These are additional examples for reviewing the topic we have covered. When reading each example, try to find your own solution before clicking “Answer”. There are also questions for reviewing the concepts of this section.

Given a positive integer \(n\text{,}\) construct a tridiagonal matrix which has entries -1, 2, -1 (as in Section 2.2) and size \(n\times n\text{.}\)
Answer
diag(2*ones(1, n)) - diag(ones(1, n-1), 1) - diag(ones(1, n-1), -1)

or

2*diag(ones(1, n)) - diag(ones(1, n-1), 1) - diag(ones(1, n-1), -1)

or

2*eye(n) - diag(ones(1, n-1), 1) - diag(ones(1, n-1), -1)

It is important to recognize why n-1 appears above. The main diagonal has length n but the diagonals next to it are shorter by 1 element, so their length is n-1.

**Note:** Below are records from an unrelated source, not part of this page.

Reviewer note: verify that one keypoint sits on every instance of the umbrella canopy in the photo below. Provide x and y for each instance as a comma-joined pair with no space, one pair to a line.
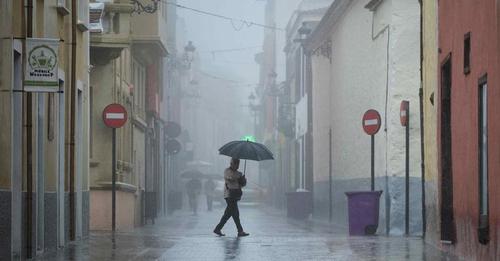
192,174
246,150
213,176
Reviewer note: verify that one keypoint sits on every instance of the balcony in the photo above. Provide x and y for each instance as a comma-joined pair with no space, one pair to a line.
149,31
109,29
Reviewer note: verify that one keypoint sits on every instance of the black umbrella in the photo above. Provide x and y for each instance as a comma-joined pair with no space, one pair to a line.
192,174
246,150
213,176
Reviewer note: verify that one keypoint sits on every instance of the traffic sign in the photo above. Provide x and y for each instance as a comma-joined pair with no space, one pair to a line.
114,115
371,122
404,110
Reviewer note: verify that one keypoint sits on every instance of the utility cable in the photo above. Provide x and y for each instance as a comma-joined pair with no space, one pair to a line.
232,20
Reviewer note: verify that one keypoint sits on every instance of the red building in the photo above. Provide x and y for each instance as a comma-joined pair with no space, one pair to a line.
468,104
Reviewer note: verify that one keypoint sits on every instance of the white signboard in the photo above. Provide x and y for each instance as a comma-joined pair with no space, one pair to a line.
41,65
301,117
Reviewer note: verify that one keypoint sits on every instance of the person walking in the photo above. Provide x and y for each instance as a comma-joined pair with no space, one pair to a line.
234,181
209,192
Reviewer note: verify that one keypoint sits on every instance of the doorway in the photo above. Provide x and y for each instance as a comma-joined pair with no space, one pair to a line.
447,219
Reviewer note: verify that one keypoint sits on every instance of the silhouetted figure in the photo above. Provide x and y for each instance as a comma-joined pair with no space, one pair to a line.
193,189
209,192
234,181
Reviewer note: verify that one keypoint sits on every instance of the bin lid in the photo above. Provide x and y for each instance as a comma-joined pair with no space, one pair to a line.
354,193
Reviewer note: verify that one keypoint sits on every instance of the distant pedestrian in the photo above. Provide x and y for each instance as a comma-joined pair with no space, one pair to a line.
234,181
193,189
209,192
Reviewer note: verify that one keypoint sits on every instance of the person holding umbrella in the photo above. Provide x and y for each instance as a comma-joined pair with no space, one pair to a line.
234,181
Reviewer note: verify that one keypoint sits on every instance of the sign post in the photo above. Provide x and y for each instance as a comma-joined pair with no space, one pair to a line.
371,125
114,116
405,121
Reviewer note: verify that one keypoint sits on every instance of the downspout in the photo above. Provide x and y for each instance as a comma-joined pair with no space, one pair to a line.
72,93
386,195
29,144
422,125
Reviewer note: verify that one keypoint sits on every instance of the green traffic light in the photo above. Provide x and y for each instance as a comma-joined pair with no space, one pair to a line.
249,138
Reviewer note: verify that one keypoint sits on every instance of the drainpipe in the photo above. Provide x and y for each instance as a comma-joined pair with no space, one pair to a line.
422,134
29,144
72,93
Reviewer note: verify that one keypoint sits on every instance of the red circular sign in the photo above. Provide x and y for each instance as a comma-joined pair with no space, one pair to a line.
371,122
114,115
403,112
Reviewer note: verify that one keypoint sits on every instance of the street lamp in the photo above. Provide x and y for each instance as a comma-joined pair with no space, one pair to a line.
139,7
254,108
304,31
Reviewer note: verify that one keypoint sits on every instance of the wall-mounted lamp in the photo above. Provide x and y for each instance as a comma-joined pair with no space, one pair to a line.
139,7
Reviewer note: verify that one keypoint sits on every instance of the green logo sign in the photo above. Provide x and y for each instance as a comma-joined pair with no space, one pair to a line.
41,67
43,59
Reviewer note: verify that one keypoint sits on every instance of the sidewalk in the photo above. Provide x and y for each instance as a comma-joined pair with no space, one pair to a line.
183,236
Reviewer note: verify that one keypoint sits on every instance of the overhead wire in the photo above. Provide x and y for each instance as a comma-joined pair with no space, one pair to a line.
230,19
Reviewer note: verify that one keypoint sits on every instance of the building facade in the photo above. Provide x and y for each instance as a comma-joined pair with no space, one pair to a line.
44,191
127,55
365,55
467,128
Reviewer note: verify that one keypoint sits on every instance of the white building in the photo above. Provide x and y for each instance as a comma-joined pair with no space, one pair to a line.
365,55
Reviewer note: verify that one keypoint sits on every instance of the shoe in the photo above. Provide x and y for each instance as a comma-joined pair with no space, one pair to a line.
243,234
219,233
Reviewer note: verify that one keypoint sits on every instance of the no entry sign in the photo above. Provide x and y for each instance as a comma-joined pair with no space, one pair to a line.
371,122
114,115
404,111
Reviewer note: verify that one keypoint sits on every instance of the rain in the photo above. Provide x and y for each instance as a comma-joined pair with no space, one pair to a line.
249,130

Solve the system of linear equations
\begin{align*} 3x_1 - x_2 \amp = 1 \\ - x_1 + 3x_2 - x_3 \amp = 0 \\ - x_2 + 3x_3 - x_4 \amp = 0 \\ \cdots \\ - x_{n-2} + 3x_{n-1} - x_{n} \amp = 0 \\ - x_{n-1} + 3x_{n} \amp = 2 \end{align*}
Use the first two digits of your SUID as the value of \(n\text{.}\)
Answer
n = 28;
A = 3*eye(n) - diag(ones(1, n-1), 1) - diag(ones(1, n-1), -1);
b = zeros(n, 1);
b(1) = 1;
b(end) = 2;
x = A\b;
disp(x)

Explanation. The coefficient matrix has 3 on the main diagonal, and -1 above and below it. This matrix is created with the help of diag as explained in Section 2.2. The right-hand size column vector begins with all-zeros: note that zeros(n, 1) is a column of zeros, while zeros(1, n) is a row of zeros. The first and last entries of b are changed as described in the system.

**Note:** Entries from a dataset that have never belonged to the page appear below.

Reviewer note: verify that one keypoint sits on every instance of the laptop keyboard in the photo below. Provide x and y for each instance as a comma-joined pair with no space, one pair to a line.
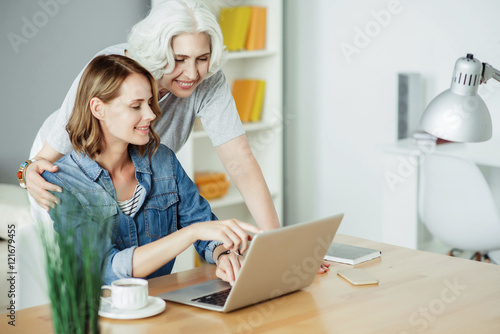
216,298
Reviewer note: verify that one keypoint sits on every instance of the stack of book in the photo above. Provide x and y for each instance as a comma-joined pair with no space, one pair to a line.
248,95
350,254
243,28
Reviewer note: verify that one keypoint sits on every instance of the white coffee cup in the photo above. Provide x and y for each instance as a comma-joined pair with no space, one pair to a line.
128,293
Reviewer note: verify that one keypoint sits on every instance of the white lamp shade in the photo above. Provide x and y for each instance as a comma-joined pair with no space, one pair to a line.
454,117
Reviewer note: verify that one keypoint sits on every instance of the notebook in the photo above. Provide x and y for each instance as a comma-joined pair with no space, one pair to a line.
350,254
277,262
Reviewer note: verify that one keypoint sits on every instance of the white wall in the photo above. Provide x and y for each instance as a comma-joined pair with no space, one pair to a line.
343,105
44,44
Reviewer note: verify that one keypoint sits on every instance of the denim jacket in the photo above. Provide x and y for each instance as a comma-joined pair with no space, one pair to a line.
172,201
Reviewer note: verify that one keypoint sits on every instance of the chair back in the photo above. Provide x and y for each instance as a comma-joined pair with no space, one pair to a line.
456,204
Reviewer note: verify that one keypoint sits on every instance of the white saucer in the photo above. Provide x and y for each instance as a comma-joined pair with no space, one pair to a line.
155,305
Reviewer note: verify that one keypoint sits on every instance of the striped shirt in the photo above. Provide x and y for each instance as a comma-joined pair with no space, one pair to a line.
129,207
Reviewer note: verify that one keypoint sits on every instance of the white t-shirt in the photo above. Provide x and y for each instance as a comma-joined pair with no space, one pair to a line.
211,101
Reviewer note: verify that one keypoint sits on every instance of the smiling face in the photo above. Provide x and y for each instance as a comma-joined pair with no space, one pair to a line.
192,59
127,118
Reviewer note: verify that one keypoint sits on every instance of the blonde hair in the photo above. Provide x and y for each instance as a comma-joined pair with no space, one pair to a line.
150,40
103,79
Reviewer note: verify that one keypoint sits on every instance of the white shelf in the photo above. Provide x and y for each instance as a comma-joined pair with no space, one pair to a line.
250,54
232,197
198,132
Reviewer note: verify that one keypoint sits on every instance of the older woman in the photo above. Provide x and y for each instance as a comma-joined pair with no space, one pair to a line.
180,43
120,179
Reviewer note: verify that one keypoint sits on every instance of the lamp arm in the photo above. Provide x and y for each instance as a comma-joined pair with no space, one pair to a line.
489,72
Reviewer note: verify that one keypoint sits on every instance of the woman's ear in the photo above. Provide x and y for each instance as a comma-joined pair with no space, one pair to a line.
97,107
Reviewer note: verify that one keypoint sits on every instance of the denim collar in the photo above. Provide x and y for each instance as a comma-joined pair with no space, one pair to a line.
93,170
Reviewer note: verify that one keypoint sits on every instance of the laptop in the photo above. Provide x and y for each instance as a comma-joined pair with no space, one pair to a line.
277,262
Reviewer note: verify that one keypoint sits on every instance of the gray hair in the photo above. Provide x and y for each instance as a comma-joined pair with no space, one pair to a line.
150,40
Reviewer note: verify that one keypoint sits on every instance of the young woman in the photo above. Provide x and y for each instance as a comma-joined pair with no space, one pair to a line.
180,43
121,178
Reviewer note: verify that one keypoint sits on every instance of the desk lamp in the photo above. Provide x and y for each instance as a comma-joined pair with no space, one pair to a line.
459,114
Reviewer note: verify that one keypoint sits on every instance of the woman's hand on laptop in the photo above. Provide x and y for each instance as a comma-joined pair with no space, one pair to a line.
228,266
231,232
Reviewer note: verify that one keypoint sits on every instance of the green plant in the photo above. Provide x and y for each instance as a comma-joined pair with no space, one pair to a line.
73,268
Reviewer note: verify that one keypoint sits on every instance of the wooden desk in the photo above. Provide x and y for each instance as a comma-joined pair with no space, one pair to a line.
418,292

Create a 3×9 matrix which has the integers 1 through 9 in the first row, their squares in the second row, and their cubes in the third row.
Answer

The single line A = (1:9).^((1:3)') does the job. The elementwise operation .^ can combine the arrays of sizes 1×9 and 3×1, as explained in Section 2.4. The result is a 3×9 matrix with the expected property: the base (1 through 9) is the column number, the exponent (1 through 3) is the row number.

Plot the function \(y = (x - 1)/(x^2 + 1)\) on the interval \([-1, 5]\)
Answer
x = linspace(-1, 5, 500);	
y = (x - 1)./(x.^2 + 1);
plot(x, y)
Figure 2.6.5. Plot of \(y = (x - 1)/(x^2 + 1)\) on \([-1, 5]\)

Note the use of semicolons to prevent Matlab from displaying hundreds of numbers that we do not need to see.

How would you plot a function where \(x\) is given as a function of \(y\text{,}\) for example \(x = y + \cos y\) with \(-5\le y\le 5\text{?}\)

Can you imagine a situation where you would want to compute A.*B where both A and B are square matrices of the same size?

An idea: a matrix can be used to store a greyscale image, so that each entry is the brightness of the corresponding pixel. What would elementwise multiplication A.*B mean in this context?